Patients were followed for up to 40 additional weeks in the extension and for up to a total of 52 weeks, including the 12 weeks in the phase 3 trial.¹

At each follow-up visit in the extension study occurring at baseline and at 4-week intervals out to week 40, patients were assessed using a 5-point IGA scale of rosacea severity and completed a Rosacea-specific Quality of Life index (RosaQoL) questionnaire. Outcome measures included an Investigator’s Global Assessment (IGA) status of “clear or almost clear”, number and timing of retreatments, and tolerability at 40 weeks. IGA success was defined as achievement of clear or almost clear at the 40-week follow-up visit.

These phase 3 trials (SGT 54-01 and SGT 54-02) evaluated the efficacy, safety, and tolerability of Epsolay in a total of 547 patients, 363 previously treated with Epsolay cream and 184 patients previously treated with vehicle. The study included male and female patients aged at least 18 years with moderate to severe rosacea with a baseline IGA score of 3 (moderate severity) or 4 (severe) on a severity scale of 0-4, between at least 15 and 70 total inflammatory lesions with 2 or fewer nodules present.¹

Results showed a progressive improvement of rosacea symptoms over the total 52-week study period. At the 40-week follow-up, 67.2% of patients (66.5% in the vehicle group; 67% in the E-BPO group) achieved IGA success. In the extension study, there was an average of 1.4 retreatments with an average of 58 treatment-free days. The investigators also noted that facial erythema generally improved during the study. In addition, results from the RosaQoL questionnaire showed improvements from baseline to week 40 in the total score, symptom subscale score, functional subscale score, and emotional subscale score.¹

For each of the cutaneous safety and tolerability parameters, data showed small increases in the percentages of patients with no or mild signs and symptoms over 52 weeks. At least 1 treatment-related AE was reported by 185 patients (34.6%), which were mild to moderate in severity and were not considered to be related to the study treatment.

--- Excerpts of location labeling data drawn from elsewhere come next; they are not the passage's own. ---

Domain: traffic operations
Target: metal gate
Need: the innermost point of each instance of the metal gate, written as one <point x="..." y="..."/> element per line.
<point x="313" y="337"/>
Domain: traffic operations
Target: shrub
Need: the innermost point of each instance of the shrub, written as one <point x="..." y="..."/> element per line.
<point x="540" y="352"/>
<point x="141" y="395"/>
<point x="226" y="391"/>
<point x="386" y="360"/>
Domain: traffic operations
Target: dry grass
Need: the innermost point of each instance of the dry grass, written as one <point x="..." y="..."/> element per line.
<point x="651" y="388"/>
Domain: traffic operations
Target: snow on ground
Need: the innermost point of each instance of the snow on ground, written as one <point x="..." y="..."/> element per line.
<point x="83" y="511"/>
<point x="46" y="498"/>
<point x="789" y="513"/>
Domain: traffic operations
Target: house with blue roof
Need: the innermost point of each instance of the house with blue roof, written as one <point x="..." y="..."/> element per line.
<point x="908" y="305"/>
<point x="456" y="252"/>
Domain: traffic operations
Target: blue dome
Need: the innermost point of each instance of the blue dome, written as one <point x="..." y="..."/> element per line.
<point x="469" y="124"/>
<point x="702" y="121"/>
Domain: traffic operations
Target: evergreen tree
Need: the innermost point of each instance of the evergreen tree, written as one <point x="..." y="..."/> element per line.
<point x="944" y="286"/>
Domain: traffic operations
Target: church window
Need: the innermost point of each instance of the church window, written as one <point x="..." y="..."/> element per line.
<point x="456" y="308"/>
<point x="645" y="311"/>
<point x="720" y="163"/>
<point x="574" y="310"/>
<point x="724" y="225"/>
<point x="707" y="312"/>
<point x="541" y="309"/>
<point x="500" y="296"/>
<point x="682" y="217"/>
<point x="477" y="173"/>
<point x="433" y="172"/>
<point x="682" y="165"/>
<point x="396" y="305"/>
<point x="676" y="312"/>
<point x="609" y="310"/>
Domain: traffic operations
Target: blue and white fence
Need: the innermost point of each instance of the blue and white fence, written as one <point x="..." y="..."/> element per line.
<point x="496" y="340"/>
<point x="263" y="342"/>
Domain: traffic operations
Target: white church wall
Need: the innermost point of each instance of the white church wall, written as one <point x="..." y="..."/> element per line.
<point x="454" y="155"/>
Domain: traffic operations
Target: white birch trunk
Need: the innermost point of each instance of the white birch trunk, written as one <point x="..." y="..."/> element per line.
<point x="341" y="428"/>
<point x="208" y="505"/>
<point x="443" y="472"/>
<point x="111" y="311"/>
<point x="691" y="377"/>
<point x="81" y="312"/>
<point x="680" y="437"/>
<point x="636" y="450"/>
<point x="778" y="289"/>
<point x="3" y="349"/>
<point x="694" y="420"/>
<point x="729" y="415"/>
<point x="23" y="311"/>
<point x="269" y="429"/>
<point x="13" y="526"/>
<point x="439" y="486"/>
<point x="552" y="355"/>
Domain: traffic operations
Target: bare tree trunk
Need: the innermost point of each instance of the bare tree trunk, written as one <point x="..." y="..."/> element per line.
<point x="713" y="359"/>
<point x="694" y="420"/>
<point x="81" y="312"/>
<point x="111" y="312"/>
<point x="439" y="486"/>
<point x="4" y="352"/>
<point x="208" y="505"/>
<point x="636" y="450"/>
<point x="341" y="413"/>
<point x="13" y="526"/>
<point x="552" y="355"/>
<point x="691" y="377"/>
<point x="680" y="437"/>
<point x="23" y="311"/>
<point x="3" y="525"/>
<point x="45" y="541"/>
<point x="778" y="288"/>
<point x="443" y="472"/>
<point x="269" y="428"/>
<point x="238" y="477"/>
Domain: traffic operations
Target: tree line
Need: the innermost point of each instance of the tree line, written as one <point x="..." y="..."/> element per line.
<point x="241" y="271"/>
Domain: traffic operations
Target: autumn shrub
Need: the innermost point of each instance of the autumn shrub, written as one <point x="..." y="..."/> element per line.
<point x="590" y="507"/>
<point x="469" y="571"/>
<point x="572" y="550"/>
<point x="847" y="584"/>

Ten patients experienced serious AEs, none of which were considered to be related to the study treatment.

“I think for those patients who have not had a good chance of recovery and good maintenance, Epsolay cream could do well for them because the activity of BPO in the study led to a quicker clearance in patients who applied the product,” Bhatia said.

THE FUTURE OF EPSOLAY

The FDA is currently evaluating Epsolay, but according to a press release, if approval is passed this spring, Sol-Gel Technologies Ltd projects that the novel formulation has the potential to be the first single-agent BPO prescription drug product.²

“This innovative formulation is coming out at a great time because many patients with rosacea have gotten frustrated with their existing therapies that often do not adequately address their symptoms,” Bhatia said. “I think Epsolay cream might be better for patients, particularly because it’s also cream based which might be more amenable to patients.”

Disclosures:

Bhatia and Werschler report no relevant or financial disclosures.

References:

1. Bhatia N, Werschler W, Baldwin H, et al. Long-term efficacy and safety of benzoyl peroxide cream, 5%, prepared with microencapsulation in papulopustular rosacea: results from an extension of two phase 3, vehicle-controlled trials. Poster presented at: Maui Derm Live In-Person Dermatology CME Conference and Maui Derm Connect Virtual Dermatology CME Conference; January 25-29, 2021; Maui, Hawaii; Virtual.

2. Erlich M, Arie T, Koifman N, Talmon Y. Structure elucidation of silica-based core-shell microencapsulated drugs for topical applications by cryogenic scanning electron microscopy. J Colloid Interface Sci. 2020;579:778-785.